Here is something about Gov. Pat McCrory’s alleged Carolina Comeback that you don’t hear every day.
Most of the jobs created in North Carolina in the last few years would have been created anyway, without the policies of McCrory and the General Assembly—the tax cuts for corporations and the wealthy, the drastic reductions in unemployment insurance for laid off workers, and the dismantling of state regulations that protect the environment.
That’s not liberal spin.
That is the conclusion of a prominent conservative commentator in a recent column extolling the virtues of those regressive policy decisions in the last few years and painting a rosy picture of how the state’s economy has fared with Republicans in charge.
There are plenty of misleading claims in the column too but the conclusion is important to remember in this political year when the propaganda mills are churning out talking points bragging about how well North Carolina is doing thanks to the decisions made in Raleigh.
The fact that the corporate tax breaks and unemployment insurance cuts had little to do with the state’s recovery is only one of the things to remember about the alleged Carolina Comeback that McCrory frequently touts. Here, courtesy of the N.C. Budget & Tax Center, are six more.
1) North Carolina has made little progress recently in reducing unemployment. The national unemployment rate fell by almost a full percentage point in 2015 to 4.9 percent in January 2016. The North Carolina rate is still at 5.6 percent and all four states that border North Carolina have a lower unemployment rate. Too many people are still having a hard time finding a job.

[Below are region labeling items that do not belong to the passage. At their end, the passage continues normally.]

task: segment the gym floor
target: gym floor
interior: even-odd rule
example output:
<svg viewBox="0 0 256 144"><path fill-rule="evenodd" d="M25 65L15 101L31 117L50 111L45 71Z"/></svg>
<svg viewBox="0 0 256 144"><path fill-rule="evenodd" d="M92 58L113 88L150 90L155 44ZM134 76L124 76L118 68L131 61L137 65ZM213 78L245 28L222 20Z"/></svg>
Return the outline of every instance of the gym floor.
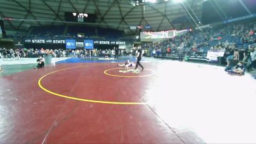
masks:
<svg viewBox="0 0 256 144"><path fill-rule="evenodd" d="M256 143L250 74L149 58L123 73L127 59L3 65L0 143Z"/></svg>

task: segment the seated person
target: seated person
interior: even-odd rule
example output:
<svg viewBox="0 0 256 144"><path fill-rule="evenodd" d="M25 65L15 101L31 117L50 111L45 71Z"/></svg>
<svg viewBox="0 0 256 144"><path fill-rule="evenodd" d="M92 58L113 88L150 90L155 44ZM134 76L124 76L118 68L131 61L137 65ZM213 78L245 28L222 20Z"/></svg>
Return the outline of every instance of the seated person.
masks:
<svg viewBox="0 0 256 144"><path fill-rule="evenodd" d="M238 63L238 60L237 58L234 58L228 63L228 65L225 68L225 71L230 71L234 67L236 67Z"/></svg>
<svg viewBox="0 0 256 144"><path fill-rule="evenodd" d="M36 60L37 66L35 67L35 68L42 68L44 67L44 60L42 58L42 56L39 56L38 59Z"/></svg>
<svg viewBox="0 0 256 144"><path fill-rule="evenodd" d="M121 67L125 67L125 68L128 68L129 67L134 67L135 66L135 64L133 62L130 62L130 60L127 60L125 63L119 65L118 64L117 66Z"/></svg>
<svg viewBox="0 0 256 144"><path fill-rule="evenodd" d="M239 61L238 64L232 68L229 72L231 74L244 74L245 66L243 61Z"/></svg>

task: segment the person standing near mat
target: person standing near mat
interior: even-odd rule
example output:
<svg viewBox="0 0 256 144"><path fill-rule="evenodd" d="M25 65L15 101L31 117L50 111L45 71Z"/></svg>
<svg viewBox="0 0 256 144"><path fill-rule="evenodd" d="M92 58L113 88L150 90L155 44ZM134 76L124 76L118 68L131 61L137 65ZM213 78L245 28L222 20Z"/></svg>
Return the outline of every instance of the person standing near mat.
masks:
<svg viewBox="0 0 256 144"><path fill-rule="evenodd" d="M0 72L4 71L4 70L2 69L2 68L1 67L1 61L2 60L4 60L4 58L3 57L3 56L2 56L2 54L1 54L1 52L0 52Z"/></svg>
<svg viewBox="0 0 256 144"><path fill-rule="evenodd" d="M118 52L119 52L119 49L118 47L114 47L114 49L115 49L115 60L118 59Z"/></svg>
<svg viewBox="0 0 256 144"><path fill-rule="evenodd" d="M138 65L140 65L142 69L141 71L143 70L144 67L140 64L140 61L141 60L141 56L142 56L142 51L141 49L141 47L139 47L138 49L138 52L137 52L137 63L136 63L136 66L135 67L135 70L137 69Z"/></svg>

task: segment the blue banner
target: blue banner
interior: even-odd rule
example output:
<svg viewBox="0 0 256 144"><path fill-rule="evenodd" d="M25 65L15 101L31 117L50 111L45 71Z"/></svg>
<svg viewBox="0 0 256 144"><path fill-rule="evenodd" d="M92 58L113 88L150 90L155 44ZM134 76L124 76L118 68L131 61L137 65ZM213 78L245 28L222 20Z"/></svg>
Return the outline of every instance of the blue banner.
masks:
<svg viewBox="0 0 256 144"><path fill-rule="evenodd" d="M66 49L76 49L76 40L66 40Z"/></svg>
<svg viewBox="0 0 256 144"><path fill-rule="evenodd" d="M84 49L93 49L93 40L84 40Z"/></svg>

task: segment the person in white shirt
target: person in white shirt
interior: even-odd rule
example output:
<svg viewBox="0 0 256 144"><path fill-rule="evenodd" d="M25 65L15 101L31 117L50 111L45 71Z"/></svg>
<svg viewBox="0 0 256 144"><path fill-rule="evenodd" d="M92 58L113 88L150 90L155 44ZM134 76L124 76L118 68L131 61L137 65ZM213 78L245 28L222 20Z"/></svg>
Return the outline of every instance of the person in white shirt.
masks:
<svg viewBox="0 0 256 144"><path fill-rule="evenodd" d="M1 54L1 52L0 52L0 72L3 72L3 71L4 71L3 70L3 68L1 68L1 61L2 60L4 60L4 58L3 57L3 56L2 56L2 54Z"/></svg>
<svg viewBox="0 0 256 144"><path fill-rule="evenodd" d="M252 63L246 68L247 71L248 72L252 70L252 68L256 66L256 47L254 48L254 52L251 55L251 58Z"/></svg>

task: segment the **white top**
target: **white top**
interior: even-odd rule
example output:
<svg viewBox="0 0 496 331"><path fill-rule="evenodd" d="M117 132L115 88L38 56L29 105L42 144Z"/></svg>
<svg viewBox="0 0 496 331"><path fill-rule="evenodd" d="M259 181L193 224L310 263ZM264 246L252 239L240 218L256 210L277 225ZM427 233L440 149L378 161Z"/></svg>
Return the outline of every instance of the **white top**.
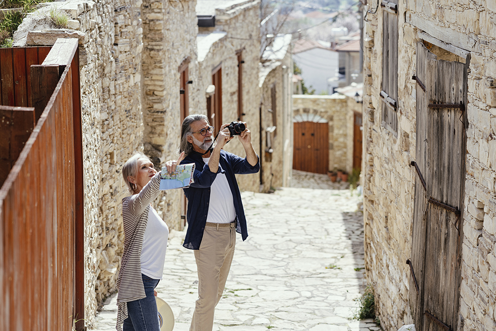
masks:
<svg viewBox="0 0 496 331"><path fill-rule="evenodd" d="M143 236L141 249L141 273L154 279L161 279L164 274L165 251L167 248L169 227L151 206Z"/></svg>
<svg viewBox="0 0 496 331"><path fill-rule="evenodd" d="M210 158L202 158L205 164L208 164ZM236 210L234 208L234 200L229 182L225 174L219 173L210 187L207 222L231 223L236 218Z"/></svg>

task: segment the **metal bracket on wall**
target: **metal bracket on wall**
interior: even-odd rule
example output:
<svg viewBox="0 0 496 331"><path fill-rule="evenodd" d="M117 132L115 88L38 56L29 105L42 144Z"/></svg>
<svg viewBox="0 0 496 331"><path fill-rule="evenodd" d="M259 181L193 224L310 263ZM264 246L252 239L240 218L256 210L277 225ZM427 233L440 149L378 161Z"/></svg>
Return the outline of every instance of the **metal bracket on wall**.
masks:
<svg viewBox="0 0 496 331"><path fill-rule="evenodd" d="M424 187L424 189L427 192L427 187L426 186L426 181L424 180L424 177L422 177L422 174L420 173L420 169L419 169L419 166L417 165L417 162L415 161L412 161L410 162L410 165L415 167L415 170L417 170L417 174L419 175L419 178L420 179L420 182L422 183L422 186Z"/></svg>
<svg viewBox="0 0 496 331"><path fill-rule="evenodd" d="M420 79L419 79L418 77L417 77L415 75L414 75L412 77L412 79L413 79L414 80L416 80L417 82L419 84L419 86L420 86L420 88L421 89L422 89L422 90L424 91L424 92L426 91L425 85L424 85L424 84L422 83L422 82L420 81Z"/></svg>
<svg viewBox="0 0 496 331"><path fill-rule="evenodd" d="M453 330L451 330L451 327L450 326L448 327L448 326L446 325L445 324L444 324L444 323L443 323L442 322L441 322L440 321L439 321L439 320L438 320L437 318L436 318L436 317L435 316L434 316L434 315L433 315L433 314L431 314L430 313L429 313L429 312L428 312L427 310L424 313L424 315L425 315L426 316L427 316L427 317L428 317L430 319L431 319L433 321L433 322L434 322L434 323L435 323L436 324L437 324L439 326L440 326L441 328L442 328L443 329L444 329L445 330L446 330L446 331L453 331Z"/></svg>
<svg viewBox="0 0 496 331"><path fill-rule="evenodd" d="M454 213L454 214L456 215L456 216L460 216L460 215L461 214L461 212L458 208L455 208L454 207L448 206L447 204L443 203L442 202L439 201L437 201L435 199L434 199L432 197L431 197L429 199L429 201L433 204L435 204L436 206L440 207L441 208L443 208L445 209L446 210Z"/></svg>
<svg viewBox="0 0 496 331"><path fill-rule="evenodd" d="M409 260L406 261L406 264L410 265L410 272L412 273L413 277L413 282L415 284L415 288L417 289L417 293L419 293L419 284L417 282L417 278L415 277L415 273L413 271L413 266L412 265L412 262Z"/></svg>

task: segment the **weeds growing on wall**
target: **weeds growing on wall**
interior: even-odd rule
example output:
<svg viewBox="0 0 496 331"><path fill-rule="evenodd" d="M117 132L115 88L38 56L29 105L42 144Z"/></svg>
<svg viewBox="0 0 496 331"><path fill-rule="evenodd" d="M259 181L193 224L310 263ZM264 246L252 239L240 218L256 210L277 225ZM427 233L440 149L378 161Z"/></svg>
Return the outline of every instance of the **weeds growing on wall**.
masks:
<svg viewBox="0 0 496 331"><path fill-rule="evenodd" d="M0 9L19 8L18 11L7 11L0 19L0 47L11 47L14 31L22 19L35 10L36 5L46 0L0 0Z"/></svg>
<svg viewBox="0 0 496 331"><path fill-rule="evenodd" d="M375 318L375 304L374 301L373 288L369 285L365 289L365 292L360 298L355 299L360 302L358 311L355 314L354 317L357 320L365 320L372 319L374 322ZM376 322L377 323L377 322Z"/></svg>
<svg viewBox="0 0 496 331"><path fill-rule="evenodd" d="M7 11L0 19L0 47L11 47L14 31L17 29L28 13L34 11L38 3L51 0L0 0L0 9L19 8Z"/></svg>
<svg viewBox="0 0 496 331"><path fill-rule="evenodd" d="M61 11L56 7L50 9L49 14L50 22L58 29L66 29L69 26L69 16L65 13Z"/></svg>
<svg viewBox="0 0 496 331"><path fill-rule="evenodd" d="M348 181L350 183L350 188L352 190L356 189L360 183L360 169L358 168L354 168L350 174Z"/></svg>

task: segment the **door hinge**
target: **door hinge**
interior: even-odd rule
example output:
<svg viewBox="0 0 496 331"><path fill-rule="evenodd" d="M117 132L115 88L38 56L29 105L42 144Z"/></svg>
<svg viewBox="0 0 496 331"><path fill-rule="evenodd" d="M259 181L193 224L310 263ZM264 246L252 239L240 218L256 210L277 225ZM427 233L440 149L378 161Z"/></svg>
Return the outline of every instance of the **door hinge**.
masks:
<svg viewBox="0 0 496 331"><path fill-rule="evenodd" d="M415 273L413 271L413 266L412 265L412 262L409 260L406 261L406 264L410 265L410 272L412 273L412 277L413 277L413 282L415 284L415 288L417 289L417 293L419 293L419 284L417 282L417 278L415 277Z"/></svg>

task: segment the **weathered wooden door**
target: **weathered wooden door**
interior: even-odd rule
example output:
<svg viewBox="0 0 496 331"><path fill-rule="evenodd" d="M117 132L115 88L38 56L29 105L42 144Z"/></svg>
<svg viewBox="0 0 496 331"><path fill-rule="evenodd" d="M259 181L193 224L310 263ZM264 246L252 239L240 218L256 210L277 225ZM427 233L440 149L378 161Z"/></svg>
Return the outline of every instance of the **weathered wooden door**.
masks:
<svg viewBox="0 0 496 331"><path fill-rule="evenodd" d="M417 173L410 307L419 331L457 329L467 70L417 50Z"/></svg>
<svg viewBox="0 0 496 331"><path fill-rule="evenodd" d="M362 114L353 115L353 169L362 168Z"/></svg>
<svg viewBox="0 0 496 331"><path fill-rule="evenodd" d="M317 174L329 168L329 125L311 122L294 124L293 168Z"/></svg>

2) North Carolina is not adding jobs fast enough to keep pace with its growing workforce. Job growth in the state is not even in the top ten and trails other southern states like Georgia, Tennessee, Florida, etc.
3) Many parts of North Carolina are still struggling years after the recovery from the Great Recession began. In 79 of the state’s 100 counties there were more people looking for work in January than before the recession and 65 counties have fewer jobs than before the recession began.
4) The disparity in overall economic well-being varies dramatically across the state. A recent Prosperity Watch report from the Budget & Tax Center finds that not only is the average child poverty rate in North Carolina a disturbing 24.1 percent, it ranges up to more than 40 percent in some counties.
5) Wages in North Carolina are not keeping up with other states. The weekly wages of the average worker in the state grew only 1.5 percent 2014 to 2015. That is less than workers gained in Virginia, South Carolina, Georgia and many other states. People with jobs are still working hard, they are just not making as much as their counterparts in other places.
6) Tax cuts have not made our economy grow faster. The national recovery deserves most of the credit for the improvement in North Carolina. And several neighboring states that have not cut taxes have seen their economy grow more. It turns that giving tax breaks to corporations and the wealthy doesn’t result in an economic boom for everybody else—or even most people.
None of these inconvenient facts are likely to make it into the talking points of politicians defending the actions of the last few years.
The truth is things have improved in North Carolina like they have across the nation but workers are still struggling to find jobs that pay a decent wage and the tax system favors those at the top even more than it used to.
There are a lot of ways to describe all that, but comeback is not one of them.